Personal information
- Born: 27 March 1940 Signa, Italy
- Died: 27 June 2021 (aged 81) Florence, Italy
- Height: 170 cm (5 ft 7 in)
- Weight: Welterweight; Light-middleweight;

Boxing career

Boxing record
- Total fights: 46
- Wins: 42
- Win by KO: 18
- Losses: 3
- Draws: 1

Medal record
Men's amateur boxing
Representing Italy
Olympic Games
| Bronze medal – third place | 1964 Tokyo | Welterweight |
European Championships
| Silver medal – second place | 1963 Moscow | Welterweight |
Mediterranean Games
| Gold medal – first place | 1963 Naples | Welterweight |

= Silvano Bertini =

Italian boxer (1940–2021)

Silvano Bertini (27 March 1940 – 27 June 2021) was an Italian boxer.
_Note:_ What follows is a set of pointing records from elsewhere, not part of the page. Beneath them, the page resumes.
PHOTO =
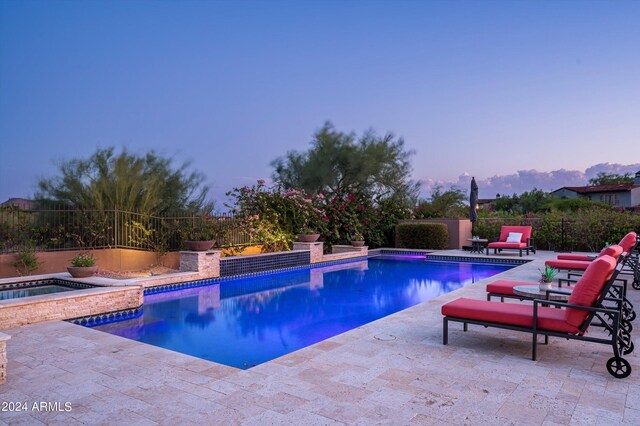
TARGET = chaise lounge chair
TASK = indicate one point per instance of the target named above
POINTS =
(587, 303)
(581, 265)
(628, 243)
(513, 238)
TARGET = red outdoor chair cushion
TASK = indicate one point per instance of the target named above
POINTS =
(508, 313)
(505, 286)
(588, 288)
(614, 251)
(524, 230)
(578, 265)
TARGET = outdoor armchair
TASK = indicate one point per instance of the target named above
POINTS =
(513, 238)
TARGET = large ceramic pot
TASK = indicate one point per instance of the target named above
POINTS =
(308, 238)
(82, 271)
(199, 245)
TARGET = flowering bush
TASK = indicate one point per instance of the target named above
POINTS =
(273, 217)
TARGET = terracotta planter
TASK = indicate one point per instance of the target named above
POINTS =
(82, 271)
(308, 238)
(199, 245)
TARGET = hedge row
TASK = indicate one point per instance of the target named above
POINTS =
(422, 236)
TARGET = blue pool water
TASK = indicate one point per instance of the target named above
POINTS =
(245, 322)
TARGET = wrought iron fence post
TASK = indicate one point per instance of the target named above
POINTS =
(116, 226)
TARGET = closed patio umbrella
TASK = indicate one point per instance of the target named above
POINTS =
(473, 200)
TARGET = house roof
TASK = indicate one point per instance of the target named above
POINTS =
(22, 203)
(621, 187)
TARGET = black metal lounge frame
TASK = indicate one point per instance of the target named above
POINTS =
(609, 318)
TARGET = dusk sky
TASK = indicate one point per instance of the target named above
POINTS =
(536, 92)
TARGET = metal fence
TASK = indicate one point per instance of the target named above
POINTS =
(564, 234)
(65, 228)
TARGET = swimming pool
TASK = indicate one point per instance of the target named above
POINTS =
(247, 321)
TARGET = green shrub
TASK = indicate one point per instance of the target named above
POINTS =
(83, 260)
(422, 236)
(27, 261)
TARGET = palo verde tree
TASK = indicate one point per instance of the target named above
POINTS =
(341, 163)
(147, 183)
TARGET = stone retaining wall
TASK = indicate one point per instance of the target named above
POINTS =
(3, 357)
(68, 305)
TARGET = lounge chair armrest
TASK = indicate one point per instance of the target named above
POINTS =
(537, 302)
(569, 281)
(558, 291)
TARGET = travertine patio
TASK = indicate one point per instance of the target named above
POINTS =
(392, 371)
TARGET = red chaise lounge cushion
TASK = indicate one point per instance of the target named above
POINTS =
(588, 288)
(508, 313)
(614, 251)
(505, 286)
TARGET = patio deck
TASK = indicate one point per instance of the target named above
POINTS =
(392, 371)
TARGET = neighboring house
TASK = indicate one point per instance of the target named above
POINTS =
(620, 195)
(21, 203)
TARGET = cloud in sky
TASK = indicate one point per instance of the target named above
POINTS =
(526, 180)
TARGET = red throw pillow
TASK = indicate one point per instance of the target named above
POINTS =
(588, 288)
(613, 250)
(628, 242)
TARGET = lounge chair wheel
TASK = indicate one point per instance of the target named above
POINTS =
(618, 367)
(629, 349)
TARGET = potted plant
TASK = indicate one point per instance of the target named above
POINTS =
(357, 240)
(201, 236)
(546, 277)
(82, 266)
(307, 235)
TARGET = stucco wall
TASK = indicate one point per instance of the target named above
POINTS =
(110, 259)
(459, 230)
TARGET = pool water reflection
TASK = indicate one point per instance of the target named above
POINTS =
(245, 322)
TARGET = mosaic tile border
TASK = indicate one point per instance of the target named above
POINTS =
(106, 318)
(249, 264)
(449, 258)
(373, 253)
(405, 252)
(48, 281)
(203, 282)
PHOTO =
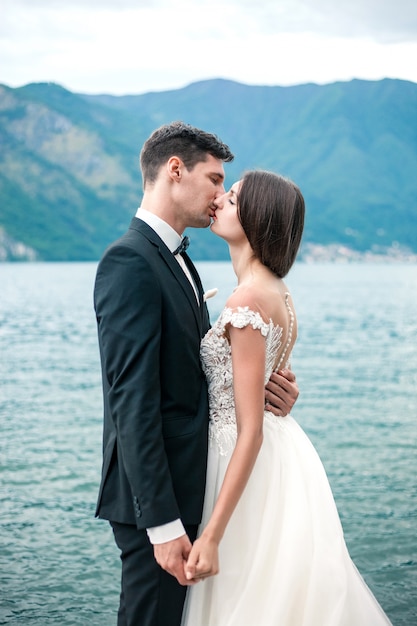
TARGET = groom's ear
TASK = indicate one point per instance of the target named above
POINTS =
(174, 168)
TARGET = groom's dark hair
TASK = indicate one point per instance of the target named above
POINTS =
(190, 144)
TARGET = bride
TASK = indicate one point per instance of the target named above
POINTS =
(270, 549)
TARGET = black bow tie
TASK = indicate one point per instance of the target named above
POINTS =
(185, 242)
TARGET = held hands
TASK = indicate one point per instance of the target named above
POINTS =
(203, 560)
(281, 392)
(172, 557)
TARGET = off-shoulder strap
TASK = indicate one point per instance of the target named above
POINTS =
(240, 317)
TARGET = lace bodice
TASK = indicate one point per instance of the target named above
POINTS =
(216, 360)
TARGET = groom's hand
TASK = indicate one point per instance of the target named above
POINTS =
(172, 557)
(281, 392)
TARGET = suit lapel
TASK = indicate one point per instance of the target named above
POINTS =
(176, 269)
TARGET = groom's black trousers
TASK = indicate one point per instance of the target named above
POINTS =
(149, 596)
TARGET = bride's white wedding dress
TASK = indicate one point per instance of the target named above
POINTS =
(283, 558)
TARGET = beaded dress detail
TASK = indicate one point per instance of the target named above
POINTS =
(283, 559)
(216, 360)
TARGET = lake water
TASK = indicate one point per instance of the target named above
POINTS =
(356, 365)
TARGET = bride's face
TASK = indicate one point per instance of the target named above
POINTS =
(226, 223)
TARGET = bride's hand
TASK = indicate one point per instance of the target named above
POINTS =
(203, 560)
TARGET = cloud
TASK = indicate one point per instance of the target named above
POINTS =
(131, 46)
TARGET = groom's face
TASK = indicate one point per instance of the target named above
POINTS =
(200, 187)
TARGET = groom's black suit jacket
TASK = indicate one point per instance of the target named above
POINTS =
(155, 395)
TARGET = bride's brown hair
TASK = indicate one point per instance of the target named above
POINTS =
(271, 210)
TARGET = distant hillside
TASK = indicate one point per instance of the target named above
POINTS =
(69, 178)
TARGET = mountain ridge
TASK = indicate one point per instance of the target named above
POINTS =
(69, 173)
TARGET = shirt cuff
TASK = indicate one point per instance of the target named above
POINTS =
(166, 532)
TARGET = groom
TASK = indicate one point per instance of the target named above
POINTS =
(151, 317)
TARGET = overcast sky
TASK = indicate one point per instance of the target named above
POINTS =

As an amateur he won a silver medal at the 1963 European Championships and a bronze at the 1964 Summer Olympics in Tokyo. In 1965 he turned professional and was undefeated in his first 28 fights before losing to Jean Josselin in 1969. He retired in 1973 after failing to come out for the bell in the 12th round against Koichi Wajima for the WBA and WBC super-welterweight titles.

Bertini died on 27 June 2021, aged 81.